25.08.2016, par Édouard Michel, chargé des relations internationales et européennes à l'Institut écologie et environnement (Inee) du CNRS
L'accord international adopté à l'issue de la COP21 constitue un défi de taille pour la recherche, comme nous l'explique ici Édouard Michel de l'Institut écologie et environnement du CNRS.

Depuis le 13 décembre 2015 et l’adoption de l'Accord de Paris lors de la COP21, les applaudissements ont laissé place au temps de la réalisation. Peu d’accords internationaux laissent à ce point aux Parties qui les adoptent la responsabilité individuelle de leur mise en œuvre autour d’un effort coordonné. Le cadre d’action est vaste, les exigences différenciées selon les pays, mais le constat de nécessité a été répété à l’unanimité : les changements climatiques et leurs impacts doivent être limités, et cela passera par une réduction des émissions de gaz à effet de serre causées par les activités humaines.
   
Les changements climatiques, tels qu’abordés par les Parties, constituent un centre de gravité vers lequel convergent un ensemble de principes, de priorités et d’enjeux environnementaux, sociaux, économiques et géopolitiques.
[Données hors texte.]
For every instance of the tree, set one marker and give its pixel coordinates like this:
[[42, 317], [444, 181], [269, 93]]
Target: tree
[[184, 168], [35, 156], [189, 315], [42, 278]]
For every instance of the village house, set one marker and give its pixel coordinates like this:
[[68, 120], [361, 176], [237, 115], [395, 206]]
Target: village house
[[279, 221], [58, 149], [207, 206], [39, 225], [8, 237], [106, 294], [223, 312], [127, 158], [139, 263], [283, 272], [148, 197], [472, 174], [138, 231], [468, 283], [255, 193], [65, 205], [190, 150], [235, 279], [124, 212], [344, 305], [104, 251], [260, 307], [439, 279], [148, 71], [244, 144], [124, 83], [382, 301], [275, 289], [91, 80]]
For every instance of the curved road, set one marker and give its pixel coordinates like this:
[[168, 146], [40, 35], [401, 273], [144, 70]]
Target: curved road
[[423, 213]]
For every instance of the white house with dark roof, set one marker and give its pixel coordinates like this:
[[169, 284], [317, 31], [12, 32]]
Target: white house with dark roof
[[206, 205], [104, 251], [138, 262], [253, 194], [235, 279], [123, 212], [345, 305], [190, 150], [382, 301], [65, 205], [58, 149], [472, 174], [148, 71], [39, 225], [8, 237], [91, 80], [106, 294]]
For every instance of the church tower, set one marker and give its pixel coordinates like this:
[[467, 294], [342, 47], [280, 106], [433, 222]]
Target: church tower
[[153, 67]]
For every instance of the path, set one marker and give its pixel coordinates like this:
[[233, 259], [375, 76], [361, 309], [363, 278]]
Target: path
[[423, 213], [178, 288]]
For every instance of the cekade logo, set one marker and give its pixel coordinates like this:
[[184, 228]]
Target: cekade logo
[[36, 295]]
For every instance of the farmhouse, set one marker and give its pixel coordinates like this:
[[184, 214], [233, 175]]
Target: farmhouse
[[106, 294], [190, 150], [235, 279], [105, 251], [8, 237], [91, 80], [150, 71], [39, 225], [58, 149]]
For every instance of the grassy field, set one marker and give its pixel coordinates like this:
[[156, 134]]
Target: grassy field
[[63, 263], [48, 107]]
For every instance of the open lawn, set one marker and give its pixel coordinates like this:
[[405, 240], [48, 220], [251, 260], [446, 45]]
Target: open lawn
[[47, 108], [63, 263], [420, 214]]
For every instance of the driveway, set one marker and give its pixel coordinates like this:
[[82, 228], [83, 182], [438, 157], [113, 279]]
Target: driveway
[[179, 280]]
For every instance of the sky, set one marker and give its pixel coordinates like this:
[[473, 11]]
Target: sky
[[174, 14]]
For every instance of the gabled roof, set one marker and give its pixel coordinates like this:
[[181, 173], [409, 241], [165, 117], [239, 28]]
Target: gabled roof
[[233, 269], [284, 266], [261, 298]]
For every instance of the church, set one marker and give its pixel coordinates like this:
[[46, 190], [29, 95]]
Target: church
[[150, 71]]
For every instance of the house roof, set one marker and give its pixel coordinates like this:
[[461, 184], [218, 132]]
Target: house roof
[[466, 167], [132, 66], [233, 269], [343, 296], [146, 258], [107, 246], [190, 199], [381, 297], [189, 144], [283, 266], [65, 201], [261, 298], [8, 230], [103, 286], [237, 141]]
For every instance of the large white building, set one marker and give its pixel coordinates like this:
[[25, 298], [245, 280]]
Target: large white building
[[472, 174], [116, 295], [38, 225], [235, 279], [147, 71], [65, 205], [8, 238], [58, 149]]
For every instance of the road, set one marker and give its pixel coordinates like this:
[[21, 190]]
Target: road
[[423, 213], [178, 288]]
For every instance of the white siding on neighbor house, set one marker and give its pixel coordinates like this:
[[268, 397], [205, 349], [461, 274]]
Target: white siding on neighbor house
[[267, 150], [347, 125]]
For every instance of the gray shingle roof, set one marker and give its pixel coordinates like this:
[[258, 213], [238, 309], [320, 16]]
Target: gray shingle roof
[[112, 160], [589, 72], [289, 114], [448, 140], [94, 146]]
Les mobilisations de la société civile, inégalées par rapport aux autres conventions internationales, imposent cette multiplicité des enjeux associés comme une caractéristique des négociations et d’un développement véritablement durable.
  
L’Accord fixe un objectif : limiter l’augmentation de la température de la planète à 2°C par rapport aux températures préindustrielles (1850 étant la référence communément admise) à l’horizon 2100. Le cœur du mécanisme : tous les pays doivent mettre en place des plans quinquennaux pour limiter leurs émissions de gaz à effet de serre, et chaque fois de manière plus ambitieuse.

  
En marge des négociations de la COP 21, plusieurs ONG ont organisé une marche pour le climat au cours du mois de décembre 2015. (©Samuel Boivin/Citizenside/AFP)

Cela se fera avec la science. La recherche scientifique et ses domaines d’intervention figurent en bonne place dans les textes décisionnels de la COP21. Elle a un rôle de référent clairement établi, dès le préambule de l’Accord : les Parties reconnaissent « la nécessité d’une riposte efficace et progressive à la menace pressante des changements climatiques en se fondant sur les meilleures connaissances scientifiques disponibles »1.
  
Le texte le dit et le répète : il est nécessaire de faire appel aux meilleures connaissances scientifiques disponibles, aux données les meilleures et les plus récentes, aussi bien pour mesurer le changement climatique, le prévoir, prévoir ses impacts sur les sociétés humaines et leurs environnements, que pour mettre en place des ripostes efficaces, développer des solutions et des mécanismes de limitation des émissions de gaz à effet de serre. Si la différence sémantique entre ce qui est désigné par connaissances et données scientifiques semble parfois incertaine, il n’en apparaît pas moins clairement que, depuis les questions de sécurité alimentaire, de santé, d’emploi, d’énergie, des océans, des forêts et de la biodiversité, jusqu’aux modes de production et de consommation, l’Accord de Paris fait état d’un immense besoin de connaissances. Une demande pressante qui plus est, car l’Accord n’est pas un constat ou une explication : il exprime un défi à relever. Un défi climatique aux dimensions multiples.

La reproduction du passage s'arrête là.